Optional sequence of weights for per-head energy terms. The driver normalises them internally to sum to one. If omitted, equal weights are used.

enforce_machine_pow_2

If True (default), the driver raises when any head sampler has machine_pow != 2. This protects the standard fidelity interpretation of the penalty.

preconditioner_state_index

Selects the head state whose geometry is used when the preconditioner is not identity. This matters when using SR/QGT and is discussed in detail below.

What changes relative to MultiStateVMC (MT-MH)

The MT-MH driver is correct for independent parameter sets and preconditions each state gradient separately. That is not the right update for ST-MH.

The ST-MH driver instead:

  • computes per-head energy gradients with respect to the same shared parameter pytree

  • computes pairwise orthogonality gradients with respect to the same shared parameter pytree

  • sums all contributions into one global gradient

  • applies the preconditioner once

  • returns one shared update direction dp

This is the defining ST-MH driver behaviour.

Logging behaviour and observable flattening

The driver extends logging with ST-MH-specific fields:

  • Constraint (head i) or more generally <loss_name> (head i) for per-head energies

  • energy/weighted_sum_mean

  • orthogonality/pair_fidelity_sum

  • fidelity(i,j) for each pair

The estimate(...) override flattens per-head observable lists into logging-friendly keys, similar to the MT-MH implementation.

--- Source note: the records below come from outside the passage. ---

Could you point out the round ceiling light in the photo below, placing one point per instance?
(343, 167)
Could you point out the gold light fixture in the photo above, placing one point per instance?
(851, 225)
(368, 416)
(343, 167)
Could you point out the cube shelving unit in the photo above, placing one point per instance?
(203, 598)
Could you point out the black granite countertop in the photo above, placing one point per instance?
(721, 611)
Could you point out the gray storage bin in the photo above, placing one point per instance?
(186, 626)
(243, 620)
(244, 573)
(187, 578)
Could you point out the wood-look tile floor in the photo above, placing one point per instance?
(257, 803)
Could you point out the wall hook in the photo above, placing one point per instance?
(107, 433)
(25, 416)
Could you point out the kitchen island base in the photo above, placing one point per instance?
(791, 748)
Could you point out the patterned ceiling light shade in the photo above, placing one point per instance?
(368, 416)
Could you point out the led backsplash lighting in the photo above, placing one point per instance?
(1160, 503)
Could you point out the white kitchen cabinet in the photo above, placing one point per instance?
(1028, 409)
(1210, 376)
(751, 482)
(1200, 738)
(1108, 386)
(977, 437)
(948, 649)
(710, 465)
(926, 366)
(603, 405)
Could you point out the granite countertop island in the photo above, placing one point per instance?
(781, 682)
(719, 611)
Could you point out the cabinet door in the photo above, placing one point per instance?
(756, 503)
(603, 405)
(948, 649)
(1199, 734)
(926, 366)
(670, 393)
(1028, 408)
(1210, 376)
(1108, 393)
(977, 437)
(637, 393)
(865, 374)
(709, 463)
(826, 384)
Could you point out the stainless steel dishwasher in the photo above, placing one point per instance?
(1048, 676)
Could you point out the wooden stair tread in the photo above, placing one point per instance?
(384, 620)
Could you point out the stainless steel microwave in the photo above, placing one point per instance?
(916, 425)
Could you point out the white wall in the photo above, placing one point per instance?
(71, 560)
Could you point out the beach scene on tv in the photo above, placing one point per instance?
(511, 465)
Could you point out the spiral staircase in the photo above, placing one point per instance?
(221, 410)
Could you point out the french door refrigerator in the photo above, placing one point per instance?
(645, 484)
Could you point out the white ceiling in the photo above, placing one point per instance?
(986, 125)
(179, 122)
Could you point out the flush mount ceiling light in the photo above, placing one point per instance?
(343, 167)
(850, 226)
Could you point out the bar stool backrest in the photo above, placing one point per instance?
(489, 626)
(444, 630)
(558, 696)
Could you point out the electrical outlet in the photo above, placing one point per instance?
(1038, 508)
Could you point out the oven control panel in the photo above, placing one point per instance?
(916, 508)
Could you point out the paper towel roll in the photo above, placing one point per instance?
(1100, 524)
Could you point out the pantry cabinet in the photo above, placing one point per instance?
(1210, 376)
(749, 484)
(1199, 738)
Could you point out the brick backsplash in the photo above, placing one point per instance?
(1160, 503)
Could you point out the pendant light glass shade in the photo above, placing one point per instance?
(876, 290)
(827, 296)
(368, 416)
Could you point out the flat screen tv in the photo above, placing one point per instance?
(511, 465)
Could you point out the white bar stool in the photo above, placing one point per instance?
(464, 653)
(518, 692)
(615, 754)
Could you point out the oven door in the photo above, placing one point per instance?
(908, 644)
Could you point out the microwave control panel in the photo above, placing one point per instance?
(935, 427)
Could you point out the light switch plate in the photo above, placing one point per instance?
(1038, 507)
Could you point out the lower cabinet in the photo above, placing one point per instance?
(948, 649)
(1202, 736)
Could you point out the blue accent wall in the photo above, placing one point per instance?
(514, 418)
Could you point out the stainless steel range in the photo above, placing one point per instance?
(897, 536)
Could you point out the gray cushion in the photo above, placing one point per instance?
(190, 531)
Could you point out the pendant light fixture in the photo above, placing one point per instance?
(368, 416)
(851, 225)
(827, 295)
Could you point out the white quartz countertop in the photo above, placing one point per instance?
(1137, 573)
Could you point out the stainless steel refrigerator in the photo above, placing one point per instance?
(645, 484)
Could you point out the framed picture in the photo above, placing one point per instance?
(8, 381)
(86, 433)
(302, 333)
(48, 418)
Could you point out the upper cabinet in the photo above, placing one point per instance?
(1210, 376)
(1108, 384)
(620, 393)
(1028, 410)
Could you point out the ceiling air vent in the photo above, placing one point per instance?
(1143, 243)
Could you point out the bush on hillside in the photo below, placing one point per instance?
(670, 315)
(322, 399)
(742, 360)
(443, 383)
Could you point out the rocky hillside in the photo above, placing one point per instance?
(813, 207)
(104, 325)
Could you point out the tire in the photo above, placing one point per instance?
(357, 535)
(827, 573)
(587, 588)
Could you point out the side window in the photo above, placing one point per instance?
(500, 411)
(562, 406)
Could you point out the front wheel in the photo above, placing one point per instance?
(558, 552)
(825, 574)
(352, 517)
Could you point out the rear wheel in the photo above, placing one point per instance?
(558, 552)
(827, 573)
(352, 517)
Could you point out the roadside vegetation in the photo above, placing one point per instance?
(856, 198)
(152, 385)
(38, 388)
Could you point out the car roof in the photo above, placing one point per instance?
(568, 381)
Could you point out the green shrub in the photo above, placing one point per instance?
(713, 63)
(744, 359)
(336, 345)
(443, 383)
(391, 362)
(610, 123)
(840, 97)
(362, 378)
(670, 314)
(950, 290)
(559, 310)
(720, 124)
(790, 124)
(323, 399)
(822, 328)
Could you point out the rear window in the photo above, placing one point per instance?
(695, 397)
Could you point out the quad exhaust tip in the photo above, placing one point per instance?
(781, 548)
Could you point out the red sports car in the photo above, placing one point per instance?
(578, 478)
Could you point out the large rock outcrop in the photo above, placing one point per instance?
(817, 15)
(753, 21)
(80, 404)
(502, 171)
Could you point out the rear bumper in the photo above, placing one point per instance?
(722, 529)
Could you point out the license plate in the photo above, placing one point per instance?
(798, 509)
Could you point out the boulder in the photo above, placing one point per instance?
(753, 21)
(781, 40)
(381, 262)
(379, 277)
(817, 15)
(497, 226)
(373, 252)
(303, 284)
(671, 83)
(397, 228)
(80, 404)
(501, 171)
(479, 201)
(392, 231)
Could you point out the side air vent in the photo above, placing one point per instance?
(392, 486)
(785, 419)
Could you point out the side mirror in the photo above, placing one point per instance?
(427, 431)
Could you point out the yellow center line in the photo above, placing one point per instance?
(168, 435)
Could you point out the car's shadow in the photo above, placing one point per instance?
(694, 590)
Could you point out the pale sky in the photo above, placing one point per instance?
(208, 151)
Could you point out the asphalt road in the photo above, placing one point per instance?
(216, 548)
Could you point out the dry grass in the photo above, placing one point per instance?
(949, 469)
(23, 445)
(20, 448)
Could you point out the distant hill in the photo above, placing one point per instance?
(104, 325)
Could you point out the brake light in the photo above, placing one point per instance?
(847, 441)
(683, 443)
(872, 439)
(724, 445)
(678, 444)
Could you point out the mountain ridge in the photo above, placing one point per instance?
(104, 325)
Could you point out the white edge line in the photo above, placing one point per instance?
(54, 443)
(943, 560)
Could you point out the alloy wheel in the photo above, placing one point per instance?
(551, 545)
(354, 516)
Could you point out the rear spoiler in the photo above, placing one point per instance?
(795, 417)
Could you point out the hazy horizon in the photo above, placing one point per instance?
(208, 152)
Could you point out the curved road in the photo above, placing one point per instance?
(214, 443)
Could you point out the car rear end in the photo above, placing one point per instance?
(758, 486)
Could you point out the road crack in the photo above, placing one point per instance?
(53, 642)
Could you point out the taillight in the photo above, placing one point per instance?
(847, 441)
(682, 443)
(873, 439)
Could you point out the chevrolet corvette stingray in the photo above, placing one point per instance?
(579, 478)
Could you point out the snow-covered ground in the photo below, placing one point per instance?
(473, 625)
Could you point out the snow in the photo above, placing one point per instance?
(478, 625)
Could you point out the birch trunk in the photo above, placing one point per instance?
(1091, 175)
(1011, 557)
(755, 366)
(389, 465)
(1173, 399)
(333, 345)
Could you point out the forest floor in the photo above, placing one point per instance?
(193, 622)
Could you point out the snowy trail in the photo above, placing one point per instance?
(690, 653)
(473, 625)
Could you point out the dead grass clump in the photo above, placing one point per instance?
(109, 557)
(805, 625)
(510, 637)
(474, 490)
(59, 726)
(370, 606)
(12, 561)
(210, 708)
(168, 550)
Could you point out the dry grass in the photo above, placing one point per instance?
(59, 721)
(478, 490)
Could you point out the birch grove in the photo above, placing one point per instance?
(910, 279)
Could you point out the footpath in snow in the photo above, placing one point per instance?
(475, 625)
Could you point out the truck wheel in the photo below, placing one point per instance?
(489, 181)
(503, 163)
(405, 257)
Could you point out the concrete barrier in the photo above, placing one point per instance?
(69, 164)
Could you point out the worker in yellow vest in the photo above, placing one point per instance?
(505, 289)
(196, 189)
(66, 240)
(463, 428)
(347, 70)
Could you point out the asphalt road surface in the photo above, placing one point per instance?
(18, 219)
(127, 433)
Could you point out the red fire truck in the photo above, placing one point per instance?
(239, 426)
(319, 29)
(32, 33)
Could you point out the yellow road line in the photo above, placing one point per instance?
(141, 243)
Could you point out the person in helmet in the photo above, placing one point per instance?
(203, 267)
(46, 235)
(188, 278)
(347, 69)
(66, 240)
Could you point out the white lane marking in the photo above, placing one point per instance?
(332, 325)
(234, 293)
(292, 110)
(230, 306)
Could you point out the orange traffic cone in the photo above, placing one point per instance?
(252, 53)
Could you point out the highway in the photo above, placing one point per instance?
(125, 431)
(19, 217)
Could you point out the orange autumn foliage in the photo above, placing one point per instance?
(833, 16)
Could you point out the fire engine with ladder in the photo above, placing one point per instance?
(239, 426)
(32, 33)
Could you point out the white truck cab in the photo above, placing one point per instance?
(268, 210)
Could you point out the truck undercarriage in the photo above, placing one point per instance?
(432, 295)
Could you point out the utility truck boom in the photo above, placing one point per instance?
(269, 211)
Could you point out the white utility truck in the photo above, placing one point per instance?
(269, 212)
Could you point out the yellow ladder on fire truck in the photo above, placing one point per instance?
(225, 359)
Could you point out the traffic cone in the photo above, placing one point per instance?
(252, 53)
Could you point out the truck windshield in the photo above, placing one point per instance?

For an observable returning [Stats_0, ..., Stats_{K-1}], the driver emits:

  • ObservableName (head 0)

  • ObservableName (head 1)

  • optionally ObservableName/sum_mean if scalar means can be extracted

This keeps callbacks and loggers compatible with minimal changes.

machine_pow and fidelity interpretation

The ST-MH orthogonality penalty is implemented using a joint-sampling overlap estimator that has a clean fidelity interpretation in the usual quantum setting only under a specific condition.

What the driver enforces

By default SingleTrunkMultiHeadVMC sets enforce_machine_pow_2=True.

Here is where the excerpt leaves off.